The question of antisemitism is not easily forgotten though; its influence on nazism is often read back into history in a way, as if the annexation by the nazis of Wagner’s opinions about ‘Judaism’ makes him, at least partly, responsible for the holocaust. If you read some of the bulk of what has been written about W’s antisemitism, then it becomes clear that it is not the straight-forward, stupid, primitive hatred towards ‘other races’, in this case: ‘the Jews’, but a cultural critique against the damages that the industrial revolution was causing in society and the disruption of culture resulting from wild capitalism and increasing materialism. There was much intensity in W’s hatred towards the forces that were wrecking European culture, and thus in his antisemitism, but there always was much intensity in any feeling he happened to be burdened with, as can be heard in the music and read in Cosima Wagner’s diaries.
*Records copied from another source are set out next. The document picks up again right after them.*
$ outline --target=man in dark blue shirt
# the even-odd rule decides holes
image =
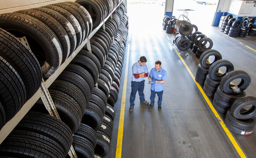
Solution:
[[[160,61],[155,62],[155,68],[150,71],[148,75],[148,81],[155,82],[154,84],[151,84],[151,94],[150,95],[150,104],[148,108],[151,108],[155,104],[156,94],[158,96],[158,110],[162,108],[162,100],[163,93],[163,83],[167,80],[167,73],[161,67],[162,63]]]
[[[141,103],[148,104],[149,103],[145,100],[144,93],[144,77],[148,76],[148,70],[146,65],[147,58],[141,56],[140,60],[134,64],[132,67],[132,91],[130,96],[130,112],[133,111],[134,106],[134,101],[137,91],[139,92],[140,100]]]

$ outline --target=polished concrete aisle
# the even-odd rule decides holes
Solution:
[[[143,11],[140,9],[142,7]],[[124,59],[122,86],[114,107],[115,118],[111,147],[105,157],[220,158],[240,157],[243,154],[255,157],[256,134],[242,136],[230,132],[234,139],[230,140],[172,45],[174,36],[163,31],[163,13],[150,11],[157,7],[135,5],[132,11],[128,7],[130,28],[126,55],[129,56]],[[143,14],[146,11],[146,15]],[[213,48],[219,51],[223,59],[231,61],[235,70],[244,70],[250,75],[252,83],[246,92],[247,96],[256,97],[256,52],[245,46],[256,50],[256,38],[231,39],[217,27],[198,27],[199,31],[212,40]],[[199,60],[191,50],[189,52],[189,56],[182,53],[181,57],[195,76]],[[156,104],[148,109],[147,105],[140,104],[137,93],[134,111],[130,112],[131,66],[142,55],[148,59],[149,71],[154,67],[155,61],[159,60],[162,62],[162,68],[167,72],[162,109],[158,110]],[[126,82],[126,64],[127,86],[123,87]],[[150,87],[148,79],[145,80],[144,93],[146,100],[149,101]],[[126,89],[125,93],[122,93],[123,89]],[[119,122],[122,96],[126,97],[123,122]],[[156,101],[157,98],[156,97]],[[224,116],[221,115],[223,119]],[[122,124],[122,144],[119,147],[122,147],[122,152],[116,153],[119,126]],[[236,144],[238,146],[234,146]],[[120,154],[122,157],[117,156]]]

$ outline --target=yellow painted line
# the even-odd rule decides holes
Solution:
[[[205,94],[205,93],[204,93],[204,90],[202,89],[202,87],[201,87],[201,86],[200,86],[199,83],[198,83],[196,81],[195,77],[194,76],[194,75],[193,75],[193,74],[192,73],[192,72],[191,72],[191,71],[189,69],[189,67],[188,66],[188,65],[187,65],[186,63],[184,61],[183,59],[182,58],[182,56],[179,54],[178,51],[177,51],[176,49],[175,48],[175,47],[174,46],[172,46],[172,47],[173,47],[173,48],[175,50],[175,51],[176,51],[178,56],[179,57],[180,59],[182,61],[182,62],[184,65],[185,67],[187,69],[187,70],[188,71],[188,72],[189,72],[189,74],[190,75],[190,76],[191,76],[191,77],[192,78],[192,79],[194,80],[194,82],[195,82],[195,83],[196,83],[197,86],[197,87],[198,88],[198,89],[200,90],[200,92],[201,92],[201,93],[203,95],[204,98],[204,99],[205,100],[205,101],[206,101],[206,102],[208,104],[208,105],[210,107],[210,108],[211,108],[211,111],[212,111],[213,113],[214,114],[215,117],[216,117],[217,119],[219,120],[219,123],[221,125],[221,126],[222,126],[222,128],[223,128],[223,129],[224,129],[225,133],[226,133],[226,134],[227,135],[227,136],[229,137],[229,139],[231,141],[231,143],[233,144],[234,147],[235,148],[236,150],[237,150],[237,153],[238,153],[238,154],[239,154],[239,155],[240,156],[240,157],[241,158],[246,158],[246,157],[245,156],[245,154],[244,153],[244,152],[243,152],[243,151],[242,151],[242,150],[240,148],[240,147],[239,147],[239,146],[238,145],[238,144],[237,144],[237,143],[236,141],[236,140],[235,140],[234,137],[232,135],[232,134],[230,133],[230,131],[226,127],[226,125],[225,125],[225,123],[224,123],[224,122],[223,121],[222,119],[221,119],[221,118],[220,118],[220,117],[219,116],[219,115],[218,114],[218,112],[217,112],[216,110],[215,110],[215,108],[214,108],[214,107],[213,107],[213,106],[211,104],[211,101],[209,100],[209,98],[208,98],[208,97],[207,97],[207,96],[206,96],[206,94]]]
[[[252,48],[250,48],[250,47],[248,47],[248,46],[245,46],[245,47],[247,47],[247,48],[249,48],[249,49],[251,49],[252,50],[254,51],[255,52],[256,52],[256,50],[254,50],[253,49],[252,49]]]
[[[130,45],[128,45],[127,49],[127,58],[125,65],[125,72],[124,75],[124,80],[123,87],[122,89],[122,95],[121,104],[121,110],[120,111],[120,118],[119,118],[119,126],[118,127],[118,135],[117,136],[117,143],[116,144],[116,151],[115,152],[115,158],[121,158],[122,156],[122,136],[123,131],[123,122],[124,120],[124,112],[125,108],[125,101],[126,98],[126,90],[127,87],[127,79],[129,61],[129,54],[130,51]]]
Since many people in the elites who drove 19C society: science, culture, finance, industry and the media forwards into modern times, were of Jewish descent, W thought (as many other people at the time) that it was their ‘Jewishness’, called ‘Judaism’ in the sense of a paradigm, that was the origin and cause of their supposedly negative influence in the world. It is a conclusion on the level of: ‘I see many communists with red hair, which means that red hair causes communism and if we want to fight against communism, we have to fight against people with red hair.’ Since the opening-up of the ghettos at the beginning of the 19th century, many Jews spread through society, left their orthodox religion behind but carried with them the mental training it had provided, which gave them a great advantage in the social struggle – hence their heightened profile. Ironically, many people who supported Wagner’s works and even ideas, were of Jewish descent, they apparently did not think his antisemitism was meant for them – after all, they were ‘assimilated’. Later-on, the addition of biological elements to antisemitism in general, injected by a misconceived Darwinism, turned antisemitism into a much more poisonous abberation.
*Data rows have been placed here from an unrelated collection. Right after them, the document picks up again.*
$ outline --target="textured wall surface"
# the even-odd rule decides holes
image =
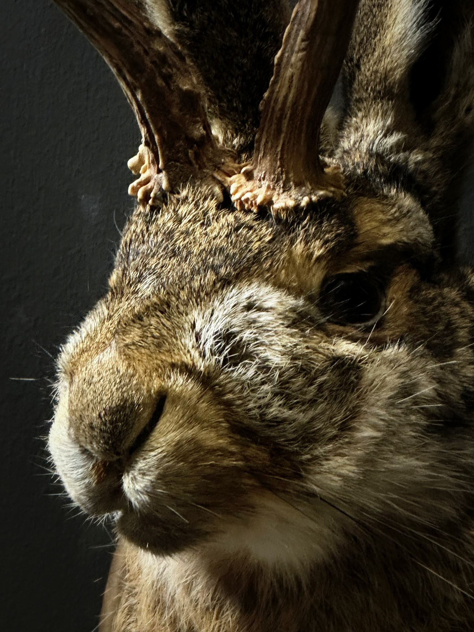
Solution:
[[[91,632],[104,530],[49,495],[58,346],[104,292],[140,141],[107,66],[49,0],[0,2],[0,413],[4,630]],[[103,547],[103,548],[97,548]]]
[[[111,540],[42,469],[58,346],[104,293],[133,207],[125,97],[49,0],[0,3],[3,629],[92,632]],[[474,260],[474,167],[459,243]]]

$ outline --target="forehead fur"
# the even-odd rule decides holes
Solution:
[[[283,219],[221,209],[189,188],[161,209],[135,210],[111,293],[132,303],[157,295],[176,300],[183,293],[198,300],[243,277],[304,294],[317,289],[328,271],[357,267],[372,251],[403,245],[419,253],[432,240],[425,214],[410,196],[329,199]]]

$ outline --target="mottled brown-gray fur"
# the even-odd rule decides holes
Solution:
[[[453,143],[473,131],[473,30],[468,12],[420,122],[410,76],[428,8],[362,0],[346,100],[325,123],[342,200],[282,218],[189,186],[130,219],[109,292],[59,358],[50,438],[73,498],[117,521],[101,629],[474,628],[474,274],[445,261],[436,223]],[[233,112],[229,137],[245,135],[261,80],[234,107],[207,42],[190,54],[210,67],[222,120]],[[383,310],[354,326],[321,297],[325,279],[361,270]]]

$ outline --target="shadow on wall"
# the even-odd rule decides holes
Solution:
[[[40,439],[59,346],[104,293],[140,134],[112,73],[49,0],[0,3],[2,624],[90,632],[110,535],[49,495]]]
[[[111,538],[49,497],[45,376],[105,291],[133,205],[126,162],[140,135],[111,72],[48,0],[2,0],[0,42],[2,621],[16,632],[92,632]],[[474,154],[458,238],[471,262],[473,202]]]

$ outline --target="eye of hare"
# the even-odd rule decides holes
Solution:
[[[142,135],[49,439],[100,632],[474,630],[474,0],[55,1]]]
[[[326,279],[319,303],[332,322],[370,324],[380,317],[384,298],[380,284],[370,274],[344,272]]]

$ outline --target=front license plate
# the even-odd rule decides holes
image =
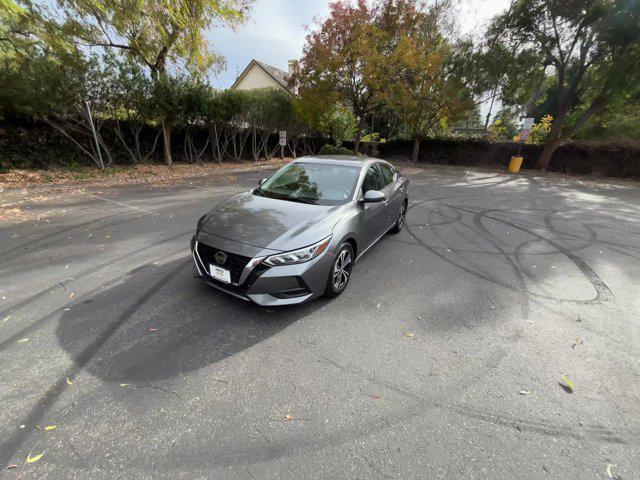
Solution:
[[[209,264],[209,272],[211,272],[211,276],[216,280],[220,280],[224,283],[231,283],[231,272],[226,268]]]

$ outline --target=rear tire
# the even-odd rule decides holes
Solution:
[[[404,227],[404,222],[407,217],[407,202],[402,202],[402,208],[400,209],[400,214],[396,219],[396,224],[391,229],[391,233],[398,233]]]
[[[327,278],[327,286],[324,289],[325,297],[335,298],[345,291],[351,278],[353,262],[355,262],[353,247],[348,242],[345,242],[340,245],[331,266],[329,278]]]

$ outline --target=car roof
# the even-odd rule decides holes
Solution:
[[[365,163],[377,160],[371,157],[356,157],[355,155],[313,155],[301,157],[295,163],[322,163],[325,165],[348,165],[351,167],[361,167]]]

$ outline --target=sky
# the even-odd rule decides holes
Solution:
[[[493,15],[510,0],[458,0],[460,31],[478,35]],[[235,32],[218,28],[208,32],[213,50],[226,59],[226,69],[211,76],[218,88],[228,88],[251,59],[287,70],[290,59],[300,58],[307,26],[326,17],[329,0],[255,0],[251,17]]]

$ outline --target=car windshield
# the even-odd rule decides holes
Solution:
[[[254,195],[314,205],[341,205],[353,198],[360,167],[296,162],[274,173]]]

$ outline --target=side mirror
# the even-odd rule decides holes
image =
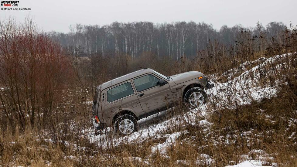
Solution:
[[[165,81],[164,80],[162,79],[159,80],[158,82],[157,83],[157,85],[159,85],[160,86],[162,86],[168,83],[168,82]]]

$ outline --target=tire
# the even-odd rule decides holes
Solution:
[[[198,101],[194,100],[195,97],[194,93],[197,98],[199,98]],[[205,104],[207,100],[206,93],[200,87],[195,87],[189,89],[186,93],[184,99],[186,105],[190,109],[196,108],[199,105]]]
[[[116,132],[121,136],[130,135],[138,129],[137,120],[133,116],[128,114],[119,117],[114,122],[114,126]]]

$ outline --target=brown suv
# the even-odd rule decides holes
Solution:
[[[105,82],[96,89],[92,107],[98,130],[113,126],[122,135],[137,130],[137,121],[183,101],[195,108],[205,103],[214,86],[204,75],[190,71],[166,77],[148,68]]]

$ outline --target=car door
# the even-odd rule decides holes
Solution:
[[[133,80],[137,97],[145,112],[168,106],[173,100],[169,84],[157,85],[160,79],[154,74],[149,73]]]

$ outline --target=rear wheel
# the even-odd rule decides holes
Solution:
[[[198,107],[206,102],[206,93],[200,87],[193,87],[189,89],[185,95],[185,102],[190,109]]]
[[[138,124],[136,119],[128,114],[119,117],[116,120],[114,126],[116,132],[121,136],[130,135],[138,129]]]

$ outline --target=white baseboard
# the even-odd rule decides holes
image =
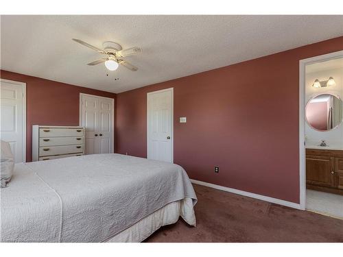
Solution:
[[[215,184],[204,182],[203,181],[191,180],[191,182],[192,183],[194,183],[194,184],[198,184],[199,185],[211,187],[212,188],[222,190],[223,191],[233,193],[234,194],[244,195],[244,196],[247,196],[248,197],[252,197],[252,198],[258,199],[259,200],[269,201],[270,203],[277,204],[283,205],[285,206],[294,208],[295,209],[302,210],[300,205],[299,204],[292,203],[292,201],[285,201],[285,200],[281,200],[280,199],[270,197],[268,196],[265,196],[265,195],[262,195],[255,194],[253,193],[243,191],[241,190],[238,190],[238,189],[231,188],[229,187],[219,186],[219,185],[216,185]]]

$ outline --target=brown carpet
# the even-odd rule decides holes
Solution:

Wagner absorbed many different strands of 19C thinking but never synthesized them into a comprehensive whole, hence the many contradictory interpretations of the Ring, because really, the plot and multi-narrative has too many vague elements and different levels of possible meaning, to offer a clear ‘message’. The same is true of Tristan and Parsifal, which have stimulated a comparable range of mutually-exclusive interpretations.
Scruton has many interesting and meaningful things to say about the Ring, and I think on the point of its depiction of moral and spiritual matters in a post-religious world – i.e. our modern world – he hits upon a fundamental truth. In his analyses of details, attempting to connect rather loose patterns which are suggested in the work itself, I think there is more Scruton in them than Wagner, but given the subject that is an enrichment: the Ring stimulates further thought along a couple of its axes.
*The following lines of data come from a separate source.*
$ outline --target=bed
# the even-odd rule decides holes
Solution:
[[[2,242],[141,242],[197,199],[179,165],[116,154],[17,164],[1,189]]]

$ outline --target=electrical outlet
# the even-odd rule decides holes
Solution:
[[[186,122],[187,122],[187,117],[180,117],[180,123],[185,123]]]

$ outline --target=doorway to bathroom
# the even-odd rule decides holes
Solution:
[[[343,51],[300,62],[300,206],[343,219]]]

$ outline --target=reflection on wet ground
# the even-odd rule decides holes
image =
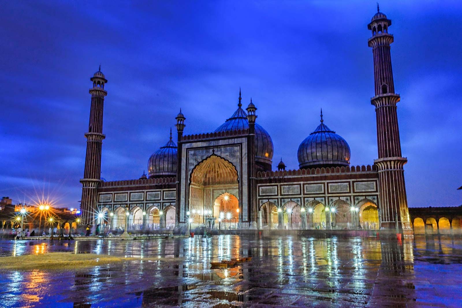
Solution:
[[[0,241],[2,256],[53,252],[139,259],[73,272],[0,269],[0,307],[462,305],[462,239],[450,236]],[[243,257],[252,259],[210,268]]]

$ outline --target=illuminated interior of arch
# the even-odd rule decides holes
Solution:
[[[189,222],[191,228],[204,224],[218,228],[220,220],[227,227],[237,227],[239,204],[237,172],[229,162],[213,154],[199,163],[191,175]],[[222,210],[223,211],[222,211]],[[222,217],[220,213],[222,212]],[[231,223],[231,222],[233,224]]]
[[[372,202],[366,202],[359,208],[359,224],[363,229],[378,229],[378,210]]]

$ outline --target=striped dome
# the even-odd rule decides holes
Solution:
[[[300,168],[349,165],[349,145],[323,123],[322,113],[321,122],[298,146]]]
[[[236,129],[248,129],[249,120],[247,114],[241,108],[240,103],[237,110],[231,117],[226,121],[215,132],[226,132]],[[271,166],[274,148],[273,140],[268,132],[257,123],[255,123],[255,161]]]
[[[177,147],[172,140],[171,130],[170,139],[167,144],[154,152],[147,163],[149,178],[176,176]]]

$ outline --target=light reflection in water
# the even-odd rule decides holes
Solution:
[[[59,242],[53,246],[7,242],[10,245],[7,251],[13,255],[40,254],[67,248]],[[140,300],[141,297],[146,306],[162,305],[162,301],[167,299],[178,305],[187,301],[188,307],[199,307],[198,303],[222,296],[213,293],[213,296],[216,297],[210,297],[211,288],[226,293],[226,296],[222,295],[225,299],[219,300],[224,303],[227,302],[226,299],[231,298],[237,302],[257,301],[280,292],[295,294],[298,298],[301,295],[309,298],[311,296],[311,302],[317,298],[316,300],[322,306],[333,302],[340,306],[352,302],[366,305],[365,303],[370,299],[380,296],[394,304],[407,304],[407,299],[413,300],[422,296],[421,291],[416,287],[422,281],[416,280],[418,273],[414,273],[413,262],[437,257],[448,263],[455,260],[461,261],[461,247],[462,241],[449,236],[440,239],[436,236],[416,237],[414,242],[404,239],[401,243],[375,237],[321,239],[296,236],[226,235],[207,238],[196,236],[139,241],[81,240],[70,242],[69,250],[75,253],[95,252],[143,258],[77,272],[73,270],[53,273],[12,272],[3,274],[0,282],[7,286],[6,294],[20,292],[25,295],[18,304],[20,306],[33,305],[37,298],[42,299],[41,303],[43,300],[53,302],[51,299],[59,297],[63,301],[60,302],[77,302],[78,298],[81,299],[79,302],[96,303],[104,300],[108,301],[104,304],[108,306],[139,306],[141,302],[135,299]],[[0,248],[4,250],[5,247]],[[210,268],[213,260],[248,255],[252,256],[251,261],[235,266]],[[432,264],[432,267],[422,265],[422,263],[425,262],[420,262],[419,270],[430,271],[425,276],[426,279],[432,275],[438,276],[434,272],[430,273],[440,268],[436,266],[446,266]],[[452,274],[450,271],[444,272]],[[62,287],[55,287],[56,282]],[[54,286],[52,290],[49,285]],[[166,288],[173,289],[167,291],[163,289]],[[291,306],[292,297],[283,297],[286,302],[278,302],[280,300],[276,296],[271,303]],[[134,302],[130,302],[132,299]],[[342,302],[345,299],[350,301]],[[2,300],[0,306],[6,306]],[[299,305],[309,306],[310,302]]]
People often forget or don’t spot the insecurity which is at the root of W’s art. Hence the verbal and musical repetitions, lest there would be one audience member left who would not quite understand what the composer had meant, and thereby blurring any meaning all the more. Wagner never had an academic training and was entirely autodidact in religion, philosophy, and politics….. only in music he had some training by the organist of the Thomas church in Leipzig. Which means that often his intuition in these non-musical fields could be (kind of) apt but the clarification and objectification very clumsy. Real academics with the knife-sharp intelligence of a Scruton can pick-up some threads and spin them further.
Wagner will continue to offer food for thought….. his inconsistencies and insecurities, and what is often called his character flaws, reflect contemporary concerns, and in these fragmented mirrors we can see the predicament of our age – as it was for the 19th and the 20th century.